Buying presents *may* have been extremely challenging for an autistic person as it's hard for us to imagine whether our idea of a cool pressie is your idea of a cool pressie! Just be grateful! 7/?
Christmas can bring a halt to an autistic child's engagement with their interests as other things will be expected of them. Trouble is, their presents may well be part of their obsession, like a new video game. Likelihood is that them finally having the thing they have wanted for months, coupled with not being able to play with it, will lead to meltdown (and bloody rightly so). So be mindful of this and structure the day so they have an opportunity to indulge in their favourite hobbies. But yes, it is Christmas so you may not be happy with your son, daughter, spouse wandering off to play Counterstrike all day, so set clear time limits and expectations. Surprise gifts may be a bad idea. Surprises generally are not always welcome for autistic people, so bear this in mind. just coping and trying to show gratitude for a clearly unwanted present is really hard work. 

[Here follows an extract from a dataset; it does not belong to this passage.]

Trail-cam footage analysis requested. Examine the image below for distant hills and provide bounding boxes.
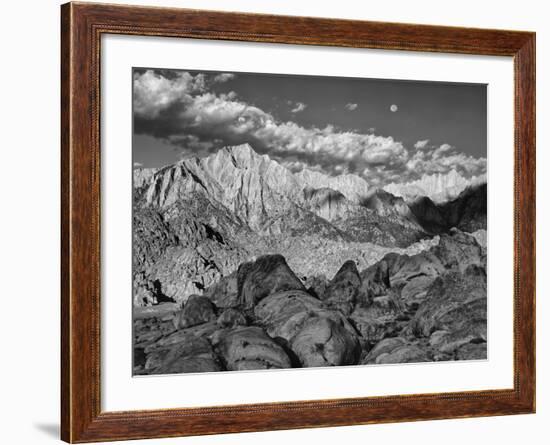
[134,144,487,301]
[384,170,487,204]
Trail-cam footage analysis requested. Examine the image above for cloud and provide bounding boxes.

Don't forget that autism continues into adulthood and never disappears. You may have a loved one who manages to camouflage their autism, but remember that this is *exhausting* for them, so give them a break from time to time and let them be themselves.  A few small tips: have single coloured, non-flashing/winking Xmas lights; too many decorations could be overwhelming so tone it down a bit (this may help anyone, to be fair); DON'T ARGUE, even if it's traditional! 
Listen to them. It may not interest you to hear about the minutiae of how the Imperial Guard field the best tanks, or how many species of elm there are, but this is important stuff to us and we just want to be able to share it. 
Autistic people will often have small coping strategies that are physical in nature, like twirling a pen, drumming with their hands, rubbing their feet together. The older we are the more subtle it will be. Do NOT comment on it as it'll make us feel silly. These movements are called 'stims' and they can keep us nicely grounded and calm. It's not that weird really - most people have go to tics and habits when nervous after all. Children may have quite obvious or 'odd' stims but give them a break!  Stims will be particularly useful over Christmas as it's so damnably stressful, so expect them and accept them. Same with comfort blankets and toys/trinkets. I usually have a lego minifigure in my pocket, for example. 
It is possible that the extra people, lights, food, noises, expectations and lack of ability to use coping strategies will lead to burnout, or a meltdown. This is where our stalwart efforts to stay cool are overcome by stimuli, like Orcs at Helms Deep.  Everyone experiences this differently but a meltdown can be, for the person living it: terrifying, panicking, totally exhausting, embarrassing, even dangerous (think hurting yourself). It's bloody horrible.  For other people around a meltdown, it can be scary, upsetting and a real downer on the mood generally. But remember, it is WORSE for the person having the meltdown, so be kind and minimise their sense of embarrassment.